RPSM09102500 - Technical Pages: Member benefits: An unsecured pension: Review of the unsecured pension limit: Example of a review when there is additional fund designation
This guidance only covers members who became entitled to an unsecured pension before 6 April 2011. If the member became entitled to their pension on or after 6 April 2011 then see the guidance at RPSM09103500.
An example of a review of the unsecured pension limit where additional fund designation occurs
On 1 January 2008 John takes part of his benefits under his money purchase arrangement. £140,000 is designated to provide an unsecured pension.
The scheme administrator calculates a basis amount of £10,000 per annum on 1 January 2008 giving a maximum unsecured pension of £12,000 (120% of £10,000). This limit applies for the first five pension years (the first reference period), running from 1 January 2008 to 31 December 2008, 1 January 2009 to 31 December 2009 and so on.
The fifth pension year ends on 31 December 2012. So the first formal review is therefore due on 1 January 2013 (with the calculation being carried out on a ‘nominated date’ between 2 November 2012 and 1 January 2013).
On 1 February 2010, John’s unsecured pension fund stands at £90,000. John decides to use the remaining uncrystallised funds (£110,000) to increase his unsecured pension.

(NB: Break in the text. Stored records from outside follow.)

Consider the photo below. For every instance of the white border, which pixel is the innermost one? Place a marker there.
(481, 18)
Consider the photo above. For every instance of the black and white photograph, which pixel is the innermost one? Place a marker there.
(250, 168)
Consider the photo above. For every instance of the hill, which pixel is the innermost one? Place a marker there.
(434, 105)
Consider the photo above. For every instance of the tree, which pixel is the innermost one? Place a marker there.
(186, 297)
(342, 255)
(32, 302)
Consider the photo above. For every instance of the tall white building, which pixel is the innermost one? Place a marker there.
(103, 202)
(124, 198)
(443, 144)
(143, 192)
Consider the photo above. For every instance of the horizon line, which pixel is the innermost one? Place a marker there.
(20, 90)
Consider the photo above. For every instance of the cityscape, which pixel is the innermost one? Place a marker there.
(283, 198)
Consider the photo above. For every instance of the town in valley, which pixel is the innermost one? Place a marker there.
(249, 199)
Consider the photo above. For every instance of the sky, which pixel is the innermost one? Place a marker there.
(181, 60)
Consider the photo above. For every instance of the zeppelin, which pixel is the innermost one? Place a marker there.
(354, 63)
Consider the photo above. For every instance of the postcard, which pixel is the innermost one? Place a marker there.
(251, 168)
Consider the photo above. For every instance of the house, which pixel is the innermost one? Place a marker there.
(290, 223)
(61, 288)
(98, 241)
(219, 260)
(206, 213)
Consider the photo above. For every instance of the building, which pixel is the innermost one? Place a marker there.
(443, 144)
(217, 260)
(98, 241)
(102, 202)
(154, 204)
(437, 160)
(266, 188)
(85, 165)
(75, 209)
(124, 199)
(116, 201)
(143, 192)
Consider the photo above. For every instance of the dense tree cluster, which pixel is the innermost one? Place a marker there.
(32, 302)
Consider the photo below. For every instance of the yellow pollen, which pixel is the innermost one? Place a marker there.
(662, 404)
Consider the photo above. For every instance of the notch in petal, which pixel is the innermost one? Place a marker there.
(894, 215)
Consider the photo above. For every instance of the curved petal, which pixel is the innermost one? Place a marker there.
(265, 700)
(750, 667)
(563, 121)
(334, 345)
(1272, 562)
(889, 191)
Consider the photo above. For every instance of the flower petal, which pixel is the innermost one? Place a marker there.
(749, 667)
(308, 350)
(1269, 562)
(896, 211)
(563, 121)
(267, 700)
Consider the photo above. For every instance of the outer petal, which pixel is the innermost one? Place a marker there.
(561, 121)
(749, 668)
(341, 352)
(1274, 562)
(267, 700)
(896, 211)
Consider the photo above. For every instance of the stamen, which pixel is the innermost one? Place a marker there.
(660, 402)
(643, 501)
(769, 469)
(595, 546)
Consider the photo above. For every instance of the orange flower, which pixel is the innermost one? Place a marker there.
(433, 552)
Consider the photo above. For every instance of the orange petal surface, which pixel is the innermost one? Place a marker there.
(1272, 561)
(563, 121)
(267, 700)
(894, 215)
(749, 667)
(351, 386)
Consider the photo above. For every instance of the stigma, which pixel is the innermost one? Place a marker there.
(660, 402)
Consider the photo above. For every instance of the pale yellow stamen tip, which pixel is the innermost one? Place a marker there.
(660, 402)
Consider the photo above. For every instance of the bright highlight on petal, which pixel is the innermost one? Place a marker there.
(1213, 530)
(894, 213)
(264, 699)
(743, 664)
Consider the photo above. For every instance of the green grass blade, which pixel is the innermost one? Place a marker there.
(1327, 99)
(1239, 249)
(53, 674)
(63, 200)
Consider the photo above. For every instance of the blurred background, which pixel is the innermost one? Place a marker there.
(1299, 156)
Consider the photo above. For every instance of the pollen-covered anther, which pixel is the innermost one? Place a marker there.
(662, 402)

John draws his maximum pension commencement lump sum (£27,500), with the remaining £82,500 uncrystallised funds being designated to provide unsecured pension. Payment of the lump sum and the designation of funds to provide unsecured pension are tested for lifetime allowance purposes (through BCE 1 and 6). The additional fund designation also triggers a review of unsecured pension limits.
Immediately after the additional fund designation the unsecured pension fund stands at £172,500 (the existing £90,000 and the £82,500 brought in through the additional fund designation). A revised basis amount is calculated by the scheme administrator as at 1 February 2010 using the GAD tables as appropriate, based on the increased unsecured pension fund and John’s age at that point. No 60 day window for calculation is permitted. The revised basis amount is calculated at £13,000 per annum, giving a new maximum of £15,600 per annum.
The new maximum applies to the two later remaining pension years in the five year reference period, running from 1 January 2011 to 31 December 2011 and 1 January 2012 to 31 December 2012. But it also replaces the existing maximum for the current pension year (1 January 2010 to 31 December 2010). As John has already drawn £12,000 in this pension year he can now draw up to another £3,600 between 1 February and 31 December 2010.
On 1 January 2013 a formal review takes place as normal. The maximum calculated there then applies for the next five pension years (the next reference period), which remain unaltered. The scheme administrator may make this calculation in a 60 day window ending on the 1 January 2013.